Compost can be made in as little as six to eight weeks, or, more usually, it can take a year or more. In general, the more effort you put in, the quicker you will get compost.
When the ingredients you have put in your container have turned into a dark brown, earthy smelling material, the composting process is complete. It is then best left for a month or two to 'mature' before it is used. Don't worry if your compost is not fine and crumbly. Even if it is lumpy, sticky or stringy, with bits of twig and eggshell still obvious, it is quite usable. It can be sieved before using if you prefer. Any large bits can be added back into your new compost heap.
Composting questions answered
Is garden compost the same as bagged 'multipurpose' compost?

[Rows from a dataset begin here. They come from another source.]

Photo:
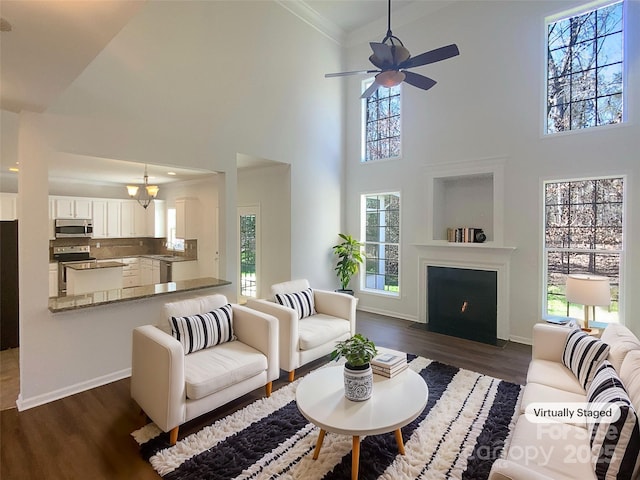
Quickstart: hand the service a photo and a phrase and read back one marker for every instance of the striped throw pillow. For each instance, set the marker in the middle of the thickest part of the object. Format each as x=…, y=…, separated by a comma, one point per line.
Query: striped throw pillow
x=615, y=445
x=302, y=302
x=583, y=355
x=203, y=330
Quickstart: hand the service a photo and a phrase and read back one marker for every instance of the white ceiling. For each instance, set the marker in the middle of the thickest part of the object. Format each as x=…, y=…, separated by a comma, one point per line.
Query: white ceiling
x=52, y=41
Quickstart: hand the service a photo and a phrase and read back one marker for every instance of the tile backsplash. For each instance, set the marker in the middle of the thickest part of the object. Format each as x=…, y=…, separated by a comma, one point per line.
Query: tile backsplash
x=104, y=248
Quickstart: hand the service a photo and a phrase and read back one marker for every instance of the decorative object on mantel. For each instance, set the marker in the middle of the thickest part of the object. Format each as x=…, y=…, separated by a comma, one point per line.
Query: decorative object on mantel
x=350, y=257
x=144, y=196
x=358, y=375
x=463, y=430
x=466, y=235
x=588, y=290
x=392, y=59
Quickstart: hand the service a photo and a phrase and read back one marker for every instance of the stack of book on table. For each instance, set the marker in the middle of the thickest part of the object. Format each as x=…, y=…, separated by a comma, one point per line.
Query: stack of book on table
x=389, y=363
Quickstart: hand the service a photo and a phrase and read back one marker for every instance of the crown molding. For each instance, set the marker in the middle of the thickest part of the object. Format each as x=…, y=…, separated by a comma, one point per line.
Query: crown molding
x=307, y=14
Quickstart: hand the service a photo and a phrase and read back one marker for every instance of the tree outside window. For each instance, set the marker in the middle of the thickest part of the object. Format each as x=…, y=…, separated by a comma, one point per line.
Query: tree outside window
x=583, y=234
x=585, y=70
x=382, y=124
x=381, y=226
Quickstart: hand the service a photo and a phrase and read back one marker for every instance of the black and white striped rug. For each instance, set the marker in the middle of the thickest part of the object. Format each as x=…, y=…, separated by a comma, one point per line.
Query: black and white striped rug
x=464, y=428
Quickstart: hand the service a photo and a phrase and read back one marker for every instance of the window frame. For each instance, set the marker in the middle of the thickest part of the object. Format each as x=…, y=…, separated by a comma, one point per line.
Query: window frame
x=363, y=126
x=564, y=15
x=363, y=226
x=621, y=252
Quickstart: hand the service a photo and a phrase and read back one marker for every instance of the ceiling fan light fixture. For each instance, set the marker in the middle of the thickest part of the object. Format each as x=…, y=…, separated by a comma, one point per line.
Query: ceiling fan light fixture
x=390, y=78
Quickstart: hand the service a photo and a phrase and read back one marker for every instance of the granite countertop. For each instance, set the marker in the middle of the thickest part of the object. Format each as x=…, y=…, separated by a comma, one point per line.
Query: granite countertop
x=94, y=265
x=94, y=299
x=168, y=258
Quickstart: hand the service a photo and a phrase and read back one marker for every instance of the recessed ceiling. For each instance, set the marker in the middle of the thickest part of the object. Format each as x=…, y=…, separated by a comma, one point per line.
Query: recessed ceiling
x=107, y=171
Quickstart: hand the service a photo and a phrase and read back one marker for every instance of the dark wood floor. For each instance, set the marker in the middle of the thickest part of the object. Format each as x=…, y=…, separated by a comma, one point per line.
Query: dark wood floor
x=87, y=436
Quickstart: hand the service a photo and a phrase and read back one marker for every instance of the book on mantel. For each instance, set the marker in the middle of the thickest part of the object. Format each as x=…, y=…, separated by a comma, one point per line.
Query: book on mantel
x=389, y=362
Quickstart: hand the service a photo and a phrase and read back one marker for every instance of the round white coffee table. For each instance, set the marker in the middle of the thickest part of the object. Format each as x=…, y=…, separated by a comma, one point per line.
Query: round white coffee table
x=395, y=402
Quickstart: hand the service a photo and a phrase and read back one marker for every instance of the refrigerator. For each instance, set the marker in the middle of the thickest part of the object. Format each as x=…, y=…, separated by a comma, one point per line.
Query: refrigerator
x=9, y=284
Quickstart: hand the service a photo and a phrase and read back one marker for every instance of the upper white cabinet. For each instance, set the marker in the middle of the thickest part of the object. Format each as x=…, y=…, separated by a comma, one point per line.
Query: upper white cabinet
x=8, y=206
x=156, y=219
x=69, y=207
x=187, y=218
x=133, y=220
x=106, y=218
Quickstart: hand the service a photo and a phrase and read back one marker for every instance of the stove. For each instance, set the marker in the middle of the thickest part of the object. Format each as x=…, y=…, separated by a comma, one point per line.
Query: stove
x=67, y=255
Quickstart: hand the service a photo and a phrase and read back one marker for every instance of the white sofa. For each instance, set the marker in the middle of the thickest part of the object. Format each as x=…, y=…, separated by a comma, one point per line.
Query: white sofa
x=305, y=339
x=561, y=450
x=172, y=387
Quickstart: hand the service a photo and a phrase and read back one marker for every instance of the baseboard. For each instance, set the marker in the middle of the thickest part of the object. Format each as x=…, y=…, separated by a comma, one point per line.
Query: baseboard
x=517, y=339
x=389, y=313
x=25, y=404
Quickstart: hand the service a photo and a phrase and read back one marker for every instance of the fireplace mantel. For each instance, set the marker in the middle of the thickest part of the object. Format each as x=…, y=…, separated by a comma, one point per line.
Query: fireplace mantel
x=482, y=246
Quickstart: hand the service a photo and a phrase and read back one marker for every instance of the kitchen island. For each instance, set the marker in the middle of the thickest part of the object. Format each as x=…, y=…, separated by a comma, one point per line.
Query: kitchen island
x=105, y=297
x=91, y=276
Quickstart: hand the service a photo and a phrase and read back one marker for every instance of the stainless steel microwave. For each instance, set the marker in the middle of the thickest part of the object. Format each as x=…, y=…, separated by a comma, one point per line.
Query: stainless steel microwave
x=73, y=227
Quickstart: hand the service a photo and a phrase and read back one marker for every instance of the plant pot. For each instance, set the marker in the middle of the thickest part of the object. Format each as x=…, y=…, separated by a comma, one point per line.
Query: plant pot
x=358, y=382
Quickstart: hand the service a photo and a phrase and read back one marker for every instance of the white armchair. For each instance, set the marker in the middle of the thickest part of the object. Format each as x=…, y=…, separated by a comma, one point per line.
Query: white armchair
x=173, y=388
x=303, y=340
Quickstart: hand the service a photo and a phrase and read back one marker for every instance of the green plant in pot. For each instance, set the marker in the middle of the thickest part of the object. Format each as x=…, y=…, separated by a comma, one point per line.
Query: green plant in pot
x=358, y=375
x=350, y=256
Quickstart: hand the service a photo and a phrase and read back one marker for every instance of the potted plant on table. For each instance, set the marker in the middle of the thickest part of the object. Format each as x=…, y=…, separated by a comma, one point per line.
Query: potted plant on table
x=358, y=375
x=350, y=257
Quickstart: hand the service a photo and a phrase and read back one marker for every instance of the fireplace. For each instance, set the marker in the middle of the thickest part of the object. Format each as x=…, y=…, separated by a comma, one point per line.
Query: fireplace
x=463, y=302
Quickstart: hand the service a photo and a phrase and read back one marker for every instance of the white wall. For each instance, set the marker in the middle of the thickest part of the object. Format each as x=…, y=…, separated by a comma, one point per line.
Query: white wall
x=269, y=188
x=238, y=77
x=488, y=103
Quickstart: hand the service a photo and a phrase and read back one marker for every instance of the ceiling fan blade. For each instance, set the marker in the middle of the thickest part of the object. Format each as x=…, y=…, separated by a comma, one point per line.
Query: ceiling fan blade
x=382, y=54
x=432, y=56
x=344, y=74
x=420, y=81
x=370, y=91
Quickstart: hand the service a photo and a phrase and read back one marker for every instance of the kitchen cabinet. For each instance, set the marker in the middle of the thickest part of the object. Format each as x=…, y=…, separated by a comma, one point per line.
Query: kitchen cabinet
x=106, y=218
x=130, y=272
x=70, y=207
x=156, y=219
x=133, y=219
x=8, y=206
x=53, y=279
x=187, y=218
x=149, y=271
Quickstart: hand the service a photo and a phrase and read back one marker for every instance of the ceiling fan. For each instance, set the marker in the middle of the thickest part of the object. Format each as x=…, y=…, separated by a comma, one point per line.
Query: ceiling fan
x=392, y=60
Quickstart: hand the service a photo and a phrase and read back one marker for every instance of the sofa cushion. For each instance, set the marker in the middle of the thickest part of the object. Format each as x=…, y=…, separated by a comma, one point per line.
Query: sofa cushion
x=213, y=369
x=630, y=376
x=538, y=393
x=203, y=330
x=319, y=330
x=615, y=445
x=553, y=450
x=583, y=355
x=553, y=374
x=621, y=341
x=302, y=302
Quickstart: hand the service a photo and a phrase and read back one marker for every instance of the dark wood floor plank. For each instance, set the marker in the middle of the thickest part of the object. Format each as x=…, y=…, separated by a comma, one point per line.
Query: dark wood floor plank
x=88, y=435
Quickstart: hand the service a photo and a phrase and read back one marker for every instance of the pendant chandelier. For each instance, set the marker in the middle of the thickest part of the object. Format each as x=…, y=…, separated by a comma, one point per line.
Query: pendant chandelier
x=144, y=196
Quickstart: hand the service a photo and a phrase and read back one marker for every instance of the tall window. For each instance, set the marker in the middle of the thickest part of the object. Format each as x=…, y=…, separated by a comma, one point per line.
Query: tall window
x=381, y=124
x=248, y=223
x=585, y=69
x=381, y=227
x=583, y=234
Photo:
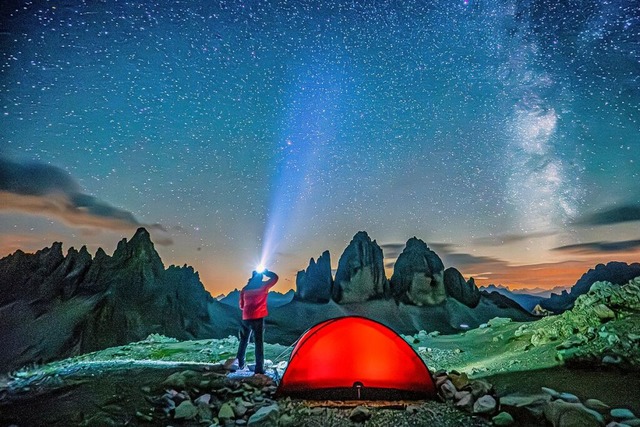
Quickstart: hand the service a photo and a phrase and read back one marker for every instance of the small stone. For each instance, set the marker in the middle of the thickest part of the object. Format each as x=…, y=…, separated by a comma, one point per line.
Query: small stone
x=267, y=416
x=459, y=381
x=568, y=397
x=203, y=400
x=239, y=409
x=551, y=392
x=466, y=403
x=611, y=360
x=286, y=421
x=441, y=380
x=359, y=414
x=413, y=409
x=144, y=417
x=185, y=411
x=565, y=414
x=460, y=395
x=448, y=390
x=597, y=405
x=603, y=312
x=503, y=419
x=226, y=412
x=480, y=388
x=485, y=405
x=622, y=414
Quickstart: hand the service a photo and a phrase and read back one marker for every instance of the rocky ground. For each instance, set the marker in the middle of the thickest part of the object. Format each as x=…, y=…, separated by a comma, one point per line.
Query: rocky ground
x=578, y=368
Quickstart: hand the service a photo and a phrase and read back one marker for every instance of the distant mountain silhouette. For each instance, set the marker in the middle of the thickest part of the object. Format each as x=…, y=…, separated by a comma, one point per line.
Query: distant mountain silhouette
x=55, y=306
x=615, y=272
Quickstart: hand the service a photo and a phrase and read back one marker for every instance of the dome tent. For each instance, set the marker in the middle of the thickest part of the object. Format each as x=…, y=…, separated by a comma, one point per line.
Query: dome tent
x=355, y=358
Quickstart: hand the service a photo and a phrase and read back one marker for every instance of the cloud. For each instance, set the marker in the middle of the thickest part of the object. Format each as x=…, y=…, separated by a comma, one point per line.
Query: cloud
x=46, y=190
x=600, y=247
x=613, y=215
x=392, y=250
x=505, y=239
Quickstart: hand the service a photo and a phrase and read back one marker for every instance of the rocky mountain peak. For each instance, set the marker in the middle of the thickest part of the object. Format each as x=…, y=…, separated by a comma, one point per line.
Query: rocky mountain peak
x=314, y=283
x=140, y=247
x=418, y=275
x=464, y=291
x=360, y=275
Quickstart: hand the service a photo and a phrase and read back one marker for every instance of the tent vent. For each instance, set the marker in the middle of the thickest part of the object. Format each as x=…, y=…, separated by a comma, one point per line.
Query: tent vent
x=358, y=386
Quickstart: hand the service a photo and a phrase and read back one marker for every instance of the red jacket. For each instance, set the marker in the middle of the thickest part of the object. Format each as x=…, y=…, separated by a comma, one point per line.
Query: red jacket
x=253, y=297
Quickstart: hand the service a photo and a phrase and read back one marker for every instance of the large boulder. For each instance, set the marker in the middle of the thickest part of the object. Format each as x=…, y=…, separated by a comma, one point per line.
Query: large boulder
x=314, y=283
x=418, y=275
x=464, y=291
x=360, y=275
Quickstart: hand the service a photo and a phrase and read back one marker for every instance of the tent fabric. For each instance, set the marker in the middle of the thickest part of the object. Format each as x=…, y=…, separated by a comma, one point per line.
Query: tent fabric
x=354, y=357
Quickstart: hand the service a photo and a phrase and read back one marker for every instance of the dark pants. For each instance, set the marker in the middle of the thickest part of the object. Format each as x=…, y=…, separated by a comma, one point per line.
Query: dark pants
x=257, y=327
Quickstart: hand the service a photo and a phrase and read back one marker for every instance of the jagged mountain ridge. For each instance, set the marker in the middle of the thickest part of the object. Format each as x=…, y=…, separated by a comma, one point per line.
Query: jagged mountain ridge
x=56, y=306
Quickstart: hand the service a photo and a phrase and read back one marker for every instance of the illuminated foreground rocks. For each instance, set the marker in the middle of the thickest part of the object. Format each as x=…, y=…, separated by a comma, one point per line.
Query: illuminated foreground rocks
x=602, y=329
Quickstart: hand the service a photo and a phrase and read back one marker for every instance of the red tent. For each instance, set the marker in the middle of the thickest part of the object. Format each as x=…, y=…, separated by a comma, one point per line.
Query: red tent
x=355, y=358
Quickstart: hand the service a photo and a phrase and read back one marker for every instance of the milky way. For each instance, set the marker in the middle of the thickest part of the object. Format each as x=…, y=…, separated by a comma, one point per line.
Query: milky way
x=489, y=129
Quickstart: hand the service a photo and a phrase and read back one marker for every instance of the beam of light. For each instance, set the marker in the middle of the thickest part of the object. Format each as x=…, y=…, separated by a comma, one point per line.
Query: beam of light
x=307, y=133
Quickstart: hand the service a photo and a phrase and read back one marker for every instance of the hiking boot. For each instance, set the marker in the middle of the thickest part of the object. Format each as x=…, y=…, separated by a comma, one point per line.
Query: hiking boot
x=234, y=365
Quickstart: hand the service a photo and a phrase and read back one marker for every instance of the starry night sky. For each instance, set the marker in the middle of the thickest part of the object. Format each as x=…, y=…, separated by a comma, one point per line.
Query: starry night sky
x=504, y=133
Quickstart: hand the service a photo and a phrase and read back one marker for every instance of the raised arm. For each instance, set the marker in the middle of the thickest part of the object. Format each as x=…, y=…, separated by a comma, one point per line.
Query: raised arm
x=273, y=279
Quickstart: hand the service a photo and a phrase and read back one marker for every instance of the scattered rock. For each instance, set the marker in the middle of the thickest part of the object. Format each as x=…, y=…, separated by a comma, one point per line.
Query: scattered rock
x=267, y=416
x=597, y=405
x=466, y=403
x=182, y=380
x=485, y=405
x=226, y=412
x=551, y=392
x=564, y=414
x=603, y=312
x=503, y=419
x=448, y=390
x=186, y=411
x=360, y=414
x=568, y=397
x=480, y=388
x=203, y=400
x=459, y=381
x=622, y=414
x=286, y=420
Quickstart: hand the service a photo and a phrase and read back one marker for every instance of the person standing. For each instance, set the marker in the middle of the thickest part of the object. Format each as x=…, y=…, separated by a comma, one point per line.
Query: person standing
x=253, y=303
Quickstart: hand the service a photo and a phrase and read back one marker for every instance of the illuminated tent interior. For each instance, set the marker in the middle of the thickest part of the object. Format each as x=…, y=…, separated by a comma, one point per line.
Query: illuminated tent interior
x=355, y=358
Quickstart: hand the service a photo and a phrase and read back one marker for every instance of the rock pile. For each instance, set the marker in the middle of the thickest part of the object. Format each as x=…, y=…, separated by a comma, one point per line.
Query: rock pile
x=563, y=410
x=472, y=396
x=213, y=398
x=591, y=333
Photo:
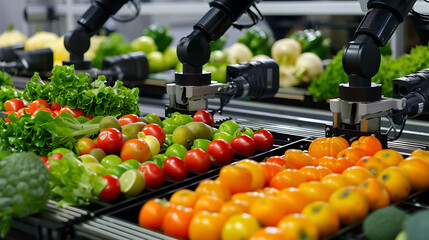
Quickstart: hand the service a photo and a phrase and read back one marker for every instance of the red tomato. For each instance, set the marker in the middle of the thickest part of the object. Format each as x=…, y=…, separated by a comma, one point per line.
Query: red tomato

No. Sowing, potting and multipurpose composts that you buy in garden centres are mixtures of various materials such as shredded bark, sand, coir and fertilisers. These are used for raising seedlings and growing plants in pots.
Will a compost heap breed pests?
Compost is made by a host of small and microscopic creatures. These are not pests and will not overrun your garden. Slugs are often found in compost heaps, some species feed on decaying organic matter and are a valuable part of the composting process.
Do I need any special equipment?
A garden fork is the only essential item for turning and spreading compost. A compost bin keeps everything neater but it is not essential.
Will a compost heap attract rats?
Rats may visit a compost heap if they are already present in the area but composting does not generally attract the rats in the first place. If rats or mice are nesting in your compost heap, this is a sign that the heap is too dry. Add water until it has the consistency of a wrung-out sponge. For more information, see our factsheet GG1 Rats and the gardener.
Is compost safe to handle?
Yes, if the usual garden hygiene rules are followed. Keep cuts covered, wash hands before eating and keep your anti-tetanus protection up to date.
Does a compost heap have to get hot?
No. A medium-sized compost heap can heat up to 60C in a few days. The heat helps to make quicker compost, and to kill weeds and diseases. But your compost may never heat up, especially if it is made over a long period. The compost can be just as good, but it will take longer to be ready for use.
Does compost spread weeds and diseases?
Some weed seeds and plant diseases will survive in a slow, cool compost heap - if you add them in the first place.
Do I need a shredder to make compost?
No. A shredder can be very useful where there is a lot of woody material to be composted, but it is not essential.
Can I compost poisonous plants?
Yes. The toxins from rhubarb, yew, laurel and other poisonous plants are all broken down during the composting process and will not cause any damage to you or your garden.
Ants are nesting in my compost heap. Help!
Ants do have some small part to play in the composting process but the presence of nests in the heap is a sign that it is too dry. Water it thoroughly, or, if some parts are wetter than others, give it a good mix or turn.
Every time I open my bin I am assailed by masses of tiny 'fruit flies' why is this?
These are part of the decomposition process but their numbers can be reduced by burying any fruit waste among other ingredients. Flies are also a sign that the compost is a little too wet or has too many 'green' ingredients. Make sure that the bin has a lid and add 'brown' ingredients such as straw, cardboard or paper to re-balance the heap. Mix it in well.
There's a wasps nest in my bin what shall I do?
There is no 'organic' way to get rid of wasps. However, they do not return to the same nest every year so the problem will be over when autumn comes. If you can, leave the wasps alone as they are useful predators for garden pests. If they cannot be left (in a school garden, for example) then call your local council's Environmental Health Department for advice. To avoid the problem in future, make sure that your heap does not get too dry, make sure it has a lid and that the sides are solid, with no air gaps.